Databricks CEO Ali Ghodsi has said he would not rule out a 2026 initial public offering. As of early 2026, the company is generating positive free cash flow and its revenue growth rate exceeds 55% year over year. The $134 billion private valuation positions Databricks as potentially one of the largest technology IPOs in history if and when it proceeds. Industry observers expect that a Databricks IPO would be a landmark event for the enterprise AI and data platform market.
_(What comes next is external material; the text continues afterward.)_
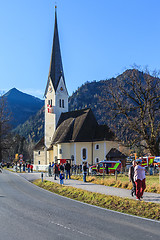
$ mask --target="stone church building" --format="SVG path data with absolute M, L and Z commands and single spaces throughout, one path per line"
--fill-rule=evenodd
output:
M 66 87 L 55 10 L 53 46 L 45 89 L 44 137 L 34 148 L 34 166 L 70 160 L 72 164 L 95 164 L 119 148 L 113 133 L 99 125 L 91 109 L 68 112 Z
Databricks' open-source strategy has been central to its success. The company has consistently developed and contributed to open-source projects that form the foundation of its commercial platform:
| Project | Description | Status |
|---|---|---|
| Apache Spark | Distributed data processing framework | Apache Foundation |
| Delta Lake | ACID-compliant storage layer for data lakes | Linux Foundation |
| MLflow | ML lifecycle management platform | Linux Foundation |
| Unity Catalog | Unified governance for data and AI | Open source (2024) |
| DBRX | Mixture-of-experts language model | Open source |
| Dolly | Instruction-following language model | Open source |
This approach creates a broad ecosystem of users and contributors, many of whom eventually become Databricks customers. It also reduces vendor lock-in concerns, as organizations can use the open-source components independently of Databricks' commercial platform.
As of early 2026, Databricks is one of the most valuable private technology companies in the world at $134 billion. The company is approaching $5 billion in annual revenue, growing at over 55% year over year, and generating positive free cash flow. Its platform has expanded well beyond its Apache Spark roots to encompass data warehousing, AI model training and serving, natural language analytics (Genie), transactional databases (Lakebase), and comprehensive governance (Unity Catalog). The MosaicML acquisition, DBRX model, and Mosaic AI Agent Framework have established Databricks as a credible player in the foundation model and agentic AI spaces, while the company's open-source commitments and lakehouse architecture continue to differentiate it in the enterprise market. With a potential IPO on the horizon, Databricks is entering the next phase of its growth as a public-market-ready enterprise AI platform.